Confondre trace et log

Émettre un log à chaque étape d’une opération que l’on a déjà tracée est redondant et coûteux. La trace porte la chronologie et les durées ; le log porte les détails contextuels qui n’ont pas leur place comme attribut de span. La règle : un log par événement notable, un span par opération mesurable. Avec l’attribut trace_id automatiquement injecté dans les logs, on retrouve l’un depuis l’autre sans avoir besoin de doublons.

Exporter directement depuis l’application vers le backend

Court-circuiter le Collector en exportant directement vers Tempo ou Mimir paraît plus simple, mais coûte cher dès le premier incident : pas de tampon en cas de coupure réseau, pas de point de configuration centralisé, pas d’enrichissement uniforme. Le Collector n’est pas optionnel dans une architecture sérieuse, c’est le point pivot qui rend l’ensemble exploitable.

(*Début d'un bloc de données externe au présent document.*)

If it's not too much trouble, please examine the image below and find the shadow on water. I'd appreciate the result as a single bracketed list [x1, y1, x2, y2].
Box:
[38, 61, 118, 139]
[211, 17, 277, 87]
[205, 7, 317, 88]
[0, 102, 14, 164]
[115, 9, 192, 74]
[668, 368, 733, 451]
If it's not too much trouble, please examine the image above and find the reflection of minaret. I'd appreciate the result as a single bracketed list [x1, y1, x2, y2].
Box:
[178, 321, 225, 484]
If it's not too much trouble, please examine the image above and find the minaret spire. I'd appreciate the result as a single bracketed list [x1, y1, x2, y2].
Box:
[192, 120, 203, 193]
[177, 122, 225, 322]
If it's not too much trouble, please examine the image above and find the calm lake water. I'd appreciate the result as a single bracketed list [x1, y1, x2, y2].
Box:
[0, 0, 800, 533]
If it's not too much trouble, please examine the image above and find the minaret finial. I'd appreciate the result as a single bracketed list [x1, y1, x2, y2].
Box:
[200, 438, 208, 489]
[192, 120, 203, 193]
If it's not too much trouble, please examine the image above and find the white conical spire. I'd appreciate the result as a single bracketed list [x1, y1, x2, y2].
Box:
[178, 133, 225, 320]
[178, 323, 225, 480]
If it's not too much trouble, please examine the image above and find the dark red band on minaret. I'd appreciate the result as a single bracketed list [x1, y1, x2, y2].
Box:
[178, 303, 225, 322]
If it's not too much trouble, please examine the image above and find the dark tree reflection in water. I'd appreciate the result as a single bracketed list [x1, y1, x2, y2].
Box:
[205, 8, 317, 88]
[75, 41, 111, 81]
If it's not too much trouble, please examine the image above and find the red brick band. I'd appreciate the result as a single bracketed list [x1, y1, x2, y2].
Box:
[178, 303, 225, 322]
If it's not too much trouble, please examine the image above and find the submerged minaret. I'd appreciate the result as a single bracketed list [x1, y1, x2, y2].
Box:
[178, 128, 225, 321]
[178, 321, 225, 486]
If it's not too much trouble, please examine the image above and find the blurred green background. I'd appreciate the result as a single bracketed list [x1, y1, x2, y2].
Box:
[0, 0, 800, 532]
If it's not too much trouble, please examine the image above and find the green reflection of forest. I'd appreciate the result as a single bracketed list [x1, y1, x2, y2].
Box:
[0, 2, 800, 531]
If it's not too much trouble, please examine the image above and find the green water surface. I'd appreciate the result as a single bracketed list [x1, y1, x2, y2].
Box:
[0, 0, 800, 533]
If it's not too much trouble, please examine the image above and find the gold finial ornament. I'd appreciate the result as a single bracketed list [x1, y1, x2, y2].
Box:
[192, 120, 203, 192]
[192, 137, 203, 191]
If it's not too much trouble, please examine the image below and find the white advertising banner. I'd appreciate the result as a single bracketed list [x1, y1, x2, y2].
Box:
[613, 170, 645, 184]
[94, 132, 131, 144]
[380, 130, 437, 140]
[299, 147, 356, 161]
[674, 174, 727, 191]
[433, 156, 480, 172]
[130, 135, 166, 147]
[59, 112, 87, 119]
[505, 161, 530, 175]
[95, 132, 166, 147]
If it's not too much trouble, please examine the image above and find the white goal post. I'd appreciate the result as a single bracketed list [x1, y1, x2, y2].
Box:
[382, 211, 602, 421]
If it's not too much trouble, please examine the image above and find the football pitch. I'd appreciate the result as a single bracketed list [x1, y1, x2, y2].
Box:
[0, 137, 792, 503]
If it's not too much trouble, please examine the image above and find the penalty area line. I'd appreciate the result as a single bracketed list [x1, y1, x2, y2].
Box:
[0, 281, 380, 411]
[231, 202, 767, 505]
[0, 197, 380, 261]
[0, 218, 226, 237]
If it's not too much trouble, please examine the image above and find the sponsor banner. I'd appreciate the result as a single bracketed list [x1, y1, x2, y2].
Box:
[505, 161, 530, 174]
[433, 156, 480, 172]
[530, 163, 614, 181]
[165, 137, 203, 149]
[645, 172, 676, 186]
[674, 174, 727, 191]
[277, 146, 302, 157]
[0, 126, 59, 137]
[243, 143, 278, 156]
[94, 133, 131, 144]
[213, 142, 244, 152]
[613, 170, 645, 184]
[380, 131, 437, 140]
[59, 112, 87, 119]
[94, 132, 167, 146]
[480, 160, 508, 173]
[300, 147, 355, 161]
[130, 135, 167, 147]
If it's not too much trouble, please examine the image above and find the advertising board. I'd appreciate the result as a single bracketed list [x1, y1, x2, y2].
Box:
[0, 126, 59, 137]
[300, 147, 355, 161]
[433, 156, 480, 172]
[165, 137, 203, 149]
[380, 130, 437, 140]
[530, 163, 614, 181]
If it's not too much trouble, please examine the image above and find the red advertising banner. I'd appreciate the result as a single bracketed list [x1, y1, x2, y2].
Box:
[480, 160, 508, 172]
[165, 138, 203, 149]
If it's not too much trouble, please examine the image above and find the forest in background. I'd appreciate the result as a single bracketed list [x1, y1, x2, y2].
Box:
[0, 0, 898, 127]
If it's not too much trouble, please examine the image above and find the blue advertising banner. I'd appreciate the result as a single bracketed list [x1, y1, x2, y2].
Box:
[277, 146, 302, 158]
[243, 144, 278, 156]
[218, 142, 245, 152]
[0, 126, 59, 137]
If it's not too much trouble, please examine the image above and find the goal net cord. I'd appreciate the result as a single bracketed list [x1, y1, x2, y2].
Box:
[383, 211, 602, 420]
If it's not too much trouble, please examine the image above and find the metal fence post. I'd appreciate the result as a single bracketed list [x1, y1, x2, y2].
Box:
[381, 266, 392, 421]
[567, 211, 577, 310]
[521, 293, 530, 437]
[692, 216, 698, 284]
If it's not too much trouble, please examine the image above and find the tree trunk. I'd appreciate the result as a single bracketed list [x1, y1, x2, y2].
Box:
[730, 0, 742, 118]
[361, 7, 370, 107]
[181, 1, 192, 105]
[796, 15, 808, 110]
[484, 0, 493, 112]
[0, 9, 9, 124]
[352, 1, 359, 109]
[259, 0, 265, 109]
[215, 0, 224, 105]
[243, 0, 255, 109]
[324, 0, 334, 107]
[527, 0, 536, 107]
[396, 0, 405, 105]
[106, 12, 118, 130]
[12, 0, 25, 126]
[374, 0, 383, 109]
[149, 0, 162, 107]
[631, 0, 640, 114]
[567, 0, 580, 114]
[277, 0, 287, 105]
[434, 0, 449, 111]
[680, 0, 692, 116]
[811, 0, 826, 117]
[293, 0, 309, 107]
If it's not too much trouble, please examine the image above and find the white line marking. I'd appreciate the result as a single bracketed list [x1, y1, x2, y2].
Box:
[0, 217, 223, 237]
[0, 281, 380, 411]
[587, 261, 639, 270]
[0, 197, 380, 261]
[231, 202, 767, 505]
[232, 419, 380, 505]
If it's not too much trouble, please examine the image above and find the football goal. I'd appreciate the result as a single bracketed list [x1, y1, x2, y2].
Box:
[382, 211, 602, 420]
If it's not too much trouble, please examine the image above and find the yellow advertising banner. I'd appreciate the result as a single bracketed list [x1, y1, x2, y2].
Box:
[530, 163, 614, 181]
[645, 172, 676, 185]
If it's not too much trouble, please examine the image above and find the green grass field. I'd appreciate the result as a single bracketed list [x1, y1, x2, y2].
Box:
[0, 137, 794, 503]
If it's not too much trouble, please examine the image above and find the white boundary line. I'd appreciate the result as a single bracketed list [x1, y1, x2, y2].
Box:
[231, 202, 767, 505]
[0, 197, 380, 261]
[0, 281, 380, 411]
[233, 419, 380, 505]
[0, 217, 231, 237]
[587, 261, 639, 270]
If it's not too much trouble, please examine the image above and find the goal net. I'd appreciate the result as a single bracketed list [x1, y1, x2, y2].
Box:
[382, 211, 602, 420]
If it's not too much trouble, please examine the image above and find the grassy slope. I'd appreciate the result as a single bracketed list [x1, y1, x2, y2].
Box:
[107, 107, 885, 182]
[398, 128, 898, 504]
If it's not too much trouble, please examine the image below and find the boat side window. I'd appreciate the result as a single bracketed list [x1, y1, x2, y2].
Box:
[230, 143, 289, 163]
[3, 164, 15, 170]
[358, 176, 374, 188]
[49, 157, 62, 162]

Échantillonner les erreurs

Une politique de sampling qui échantillonne les traces en erreur est un autodébranchement de fusible. Toute politique de sampling sérieuse garde 100 % des traces avec un span en erreur. Le coût marginal est faible (les erreurs sont, par définition, minoritaires en production) et la valeur d’investigation est immense.

Ressources et références officielles

FAQ

Faut-il choisir entre Prometheus et OpenTelemetry pour les métriques ?

Non, ces deux outils coexistent. Prometheus est un format d’exposition et un serveur de scrape ; OpenTelemetry est une norme de collecte et de transport. On peut faire scraper par Prometheus une application qui expose ses métriques au format Prometheus tout en envoyant ses traces et logs via OTel. À l’inverse, le SDK OTel peut produire des métriques directement en OTLP vers Mimir sans passer par Prometheus. Les deux approches sont valides ; la seconde simplifie quand on a déjà OTel pour les traces.

L’auto-instrumentation suffit-elle ?

Pour la couverture technique (entrées HTTP, sorties HTTP, requêtes SQL, appels gRPC, opérations broker), oui dans 80 % des cas. Elle ne capture pas les opérations métier internes : un calcul de scoring, un traitement d’agrégation, une logique de validation complexe. Pour ces points, on ajoute des spans manuels là où la valeur métier le justifie.

Faut-il un Collector si je n’ai qu’un seul service ?

Pas strictement, mais c’est tout de même recommandé. Même avec un service unique, le Collector apporte un tampon résilient, un enrichissement homogène, et un point de configuration séparé du cycle de vie applicatif. Le coût d’exploitation est faible, les bénéfices opérationnels sont immédiats dès le premier incident réseau.

Quelle stratégie de sampling pour démarrer ?

Pour un service en début de vie, sampling à 100 % tant que le volume reste sous le coût acceptable. Au moment où la facture commence à inquiéter, on bascule en tail-based avec une politique « tout ce qui erreure, tout ce qui dépasse un seuil de latence, et un échantillon des autres ». L’erreur typique est d’attaquer trop tôt avec du head sampling agressif, ce qui prive d’investigation les premiers incidents en production.

OpenTelemetry remplace-t-il les agents propriétaires existants ?

De plus en plus, oui. La plupart des grands fournisseurs d’observabilité acceptent désormais OTLP en entrée, ce qui permet de passer du SDK OTel vers leur backend sans changer le code applicatif. La migration depuis un agent propriétaire vers OTel est progressive : on peut faire tourner les deux en parallèle sur une période de coexistence, puis couper l’agent historique quand la confiance dans la couverture OTel est établie.

Loki est-il vraiment moins cher qu’Elasticsearch ?

Pour des charges de logs orientées opérations (filtrage par label puis grep dans le contenu), oui, souvent d’un facteur 5 à 10 sur le coût d’infrastructure. Pour des charges orientées recherche full-text complexe (analyse linguistique, scoring, agrégations sophistiquées), Elasticsearch ou Quickwit restent supérieurs. Le bon choix dépend du profil d’usage, pas d’une supériorité absolue.